Joel 1:16-17 | |
16. Is not the meat cut off before our eyes, yea, joy and gladness from the house of our God? | 16. An non coram oculis nostris cibus excisus est? e domo Dei nostri gaudium et exultatio? |
17. The seed is rotten under their clods, the garners are laid desolate, the barns are broken down; for the corn is withered. | 17. Putrefacta sunt grana subtus sulcos suos, desolata sunt reconditoria (vel, apothecae desolatae sunt,) diruta sunt horrea, quia exaruit frumentum. |
He repeats the same thing as before, for he reproaches the Jews for being so slow to consider that the hand of God was against them.
He afterwards adds, that joy and gladness were taken away: for God commanded the Jews to come to the temple to give thanks and to acknowledge themselves blessed, because he had chosen his habitation among them.

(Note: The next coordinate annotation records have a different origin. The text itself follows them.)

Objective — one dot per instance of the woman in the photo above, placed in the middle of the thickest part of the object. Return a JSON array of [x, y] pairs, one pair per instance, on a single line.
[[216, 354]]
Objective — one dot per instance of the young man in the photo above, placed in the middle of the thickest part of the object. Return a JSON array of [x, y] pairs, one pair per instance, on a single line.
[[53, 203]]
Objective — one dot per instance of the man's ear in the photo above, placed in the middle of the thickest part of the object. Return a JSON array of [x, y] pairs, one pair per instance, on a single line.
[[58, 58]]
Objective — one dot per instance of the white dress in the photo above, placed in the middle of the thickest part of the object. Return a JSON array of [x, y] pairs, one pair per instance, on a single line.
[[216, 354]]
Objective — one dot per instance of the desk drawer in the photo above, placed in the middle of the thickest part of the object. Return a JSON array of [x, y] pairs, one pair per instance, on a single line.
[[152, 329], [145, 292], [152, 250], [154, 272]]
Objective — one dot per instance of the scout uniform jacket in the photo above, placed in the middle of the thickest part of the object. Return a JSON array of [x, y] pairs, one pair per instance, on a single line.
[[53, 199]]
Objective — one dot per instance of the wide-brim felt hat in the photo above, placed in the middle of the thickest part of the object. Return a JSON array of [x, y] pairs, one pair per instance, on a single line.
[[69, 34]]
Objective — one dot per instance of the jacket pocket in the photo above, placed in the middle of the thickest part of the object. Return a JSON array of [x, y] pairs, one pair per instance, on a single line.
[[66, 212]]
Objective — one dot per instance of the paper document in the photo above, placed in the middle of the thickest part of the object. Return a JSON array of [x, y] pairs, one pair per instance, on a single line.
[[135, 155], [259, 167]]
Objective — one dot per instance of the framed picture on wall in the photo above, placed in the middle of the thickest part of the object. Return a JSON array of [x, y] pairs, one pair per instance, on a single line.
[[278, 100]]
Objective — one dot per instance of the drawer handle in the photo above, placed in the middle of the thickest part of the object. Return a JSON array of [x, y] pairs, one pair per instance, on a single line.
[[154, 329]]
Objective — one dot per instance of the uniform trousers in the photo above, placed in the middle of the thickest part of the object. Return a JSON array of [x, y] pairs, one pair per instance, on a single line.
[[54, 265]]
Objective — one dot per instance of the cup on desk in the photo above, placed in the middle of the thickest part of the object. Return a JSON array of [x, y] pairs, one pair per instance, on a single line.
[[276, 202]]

Hence this expression is so often repeated by Moses, 'Thou shalt rejoice before thy God;' for by saying this, God intended to encourage the people the more to come cheerfully to the temple; as though he said, "I certainly want not your presence, but I wish by my presence to make you glad." But now when the worship of God ceased, the Prophet says, that joy had been also abolished; for the Jews could not cheerfully give thanks to God when his curse was before their eyes, when they saw that he was their adversary, and also when they were deprived of the ordinances of religion. We now then perceive why the Prophet joins joy and gladness with oblations: they were the symbols of thanksgiving.